Catbriars
Smilax species
Smilacaceae
How did it get to be back-to-school time? Clanging schoolbells thwarted this week’s Friday botanizing. Before the rude interruption John and I were tangled up in Smilax (Catbriars). You don’t get far in a Florida natural area before discovering these. The late garden writer Sara Stein, in “My Weeds” displayed a negative attitude toward them:
“How can I explain how horrible catbriar is? It trips the feet and rips the skin…Its rhizomes are like steel cables. They can’t be pulled up…Some pieces have been six-footers, and yet both ends were broken from the mother rhizome I will never reach.”
That mother rhizome can be as big as your arm, a real whopper. No typhoon or fire is going to discourage that nugget of life. But how about hungry hogs? One of our species, Smilax bona-nox reportedly has prickles on the rhizome (at least sometimes—the species is variable). This adaptation possibly evolved in the natural range of wild peccaries and thus was pre-adapted to deter feral hogs, perhaps. It would be fascinating to know if the prickly rhizome has affected the distribution and abundance of S. bona-nox relative to the piggy-wiggies who root and snoot hereabouts. To repeat for emphasis, however, the prevalence of prickly rhizomes in S. bona–nox is unclear—not the sort of thing botanist observe often.
Sara Stein didn’t like Smilax, but thirsty cowboys did when they passed on the whiskey in favor of a nice refreshing sarsaparilla. Maybe those cowboys needed it for personal reasons: one of the early uses of sarsaparilla was to treat syphilis. Different species of Smilax historically have wound up on dinner tables quite a bit: the rhizomes as pseudo-spuds, as flour, as a natural jello, and as stand-in for asparagus.
Is munching Smilax is a good idea? That the genus has a history in medicine is a sign of bioactivity, and bioactivity is a sign of potential consequences. Smilax is sufficiently neurotoxic to be a potential treatment for seizures. As sarsaparilla it served to alleviate rheumatism. Some species yield steroid precursors. So when we go walk the garden path, please don’t hand me a Smilax tendril to nibble (unless I’m having a seizure).

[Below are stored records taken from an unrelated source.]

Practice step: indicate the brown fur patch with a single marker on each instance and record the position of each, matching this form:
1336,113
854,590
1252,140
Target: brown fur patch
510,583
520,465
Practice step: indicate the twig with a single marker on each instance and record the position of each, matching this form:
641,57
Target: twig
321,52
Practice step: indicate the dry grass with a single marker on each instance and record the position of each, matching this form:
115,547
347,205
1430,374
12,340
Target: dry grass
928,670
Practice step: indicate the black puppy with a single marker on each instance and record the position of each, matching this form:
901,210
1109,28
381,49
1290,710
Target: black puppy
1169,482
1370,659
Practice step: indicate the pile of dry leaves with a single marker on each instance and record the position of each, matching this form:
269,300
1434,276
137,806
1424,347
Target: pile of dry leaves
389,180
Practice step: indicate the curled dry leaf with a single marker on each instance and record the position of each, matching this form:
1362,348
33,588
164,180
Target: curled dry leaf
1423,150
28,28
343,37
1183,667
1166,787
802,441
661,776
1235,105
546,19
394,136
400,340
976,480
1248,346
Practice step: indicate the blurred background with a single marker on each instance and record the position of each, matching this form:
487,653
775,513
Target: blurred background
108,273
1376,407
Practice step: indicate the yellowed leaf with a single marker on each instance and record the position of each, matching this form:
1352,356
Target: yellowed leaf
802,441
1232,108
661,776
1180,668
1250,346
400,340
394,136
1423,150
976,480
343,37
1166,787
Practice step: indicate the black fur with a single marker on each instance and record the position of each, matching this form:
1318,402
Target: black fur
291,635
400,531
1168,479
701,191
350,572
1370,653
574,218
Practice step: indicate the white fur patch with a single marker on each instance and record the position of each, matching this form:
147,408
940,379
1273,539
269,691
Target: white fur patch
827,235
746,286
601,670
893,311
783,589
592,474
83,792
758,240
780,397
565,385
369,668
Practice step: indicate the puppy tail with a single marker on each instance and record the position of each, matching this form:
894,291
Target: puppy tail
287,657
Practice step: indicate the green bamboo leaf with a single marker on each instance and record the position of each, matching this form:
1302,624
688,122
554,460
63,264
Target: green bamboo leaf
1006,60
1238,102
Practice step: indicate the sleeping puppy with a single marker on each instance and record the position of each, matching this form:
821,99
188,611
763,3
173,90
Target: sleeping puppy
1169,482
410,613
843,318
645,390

Botanist John Mitchell provides recipe for Smilax aphrodisiac some readers may wish to try:
- Smilax roots
- One white hot nail
- Coatimundi penis
Chill the mixture for a week and take a teaspoon a day. (Let me know how it works.)
Smilax is the Monocot twin to Dicot grapes, right down to the tendrils and fruit clusters. They are related to Lilies, and the flowers look like tiny Lily flowers. They don’t smell so great though — an older name for the genus is Coprosmanthus, meaning “dung-smelling flower.” Of the dozen species in Florida, those encountered in the area of TC Natives are Smilax auriculata (very common, leaf blades usually with basal lobes, the leaf margins not bony, the midvein beneath the leaf jutting out similarly to the side veins, the female flowers with 2-3 stigmas), S. bona-nox (mnemonic: bona-nox has bony leaf margins), S. laurifolia (leaf usually narrow with the base unlobed, the midvein beneath the more prominent than the side veins, the female flowers with just one stigma), and S. tamnoides (bottom half of leaf margin with prickly little teeth). Good luck! The leaf shapes are dismayingly diverse within species.
Note: The cartoon is by Ding Darling.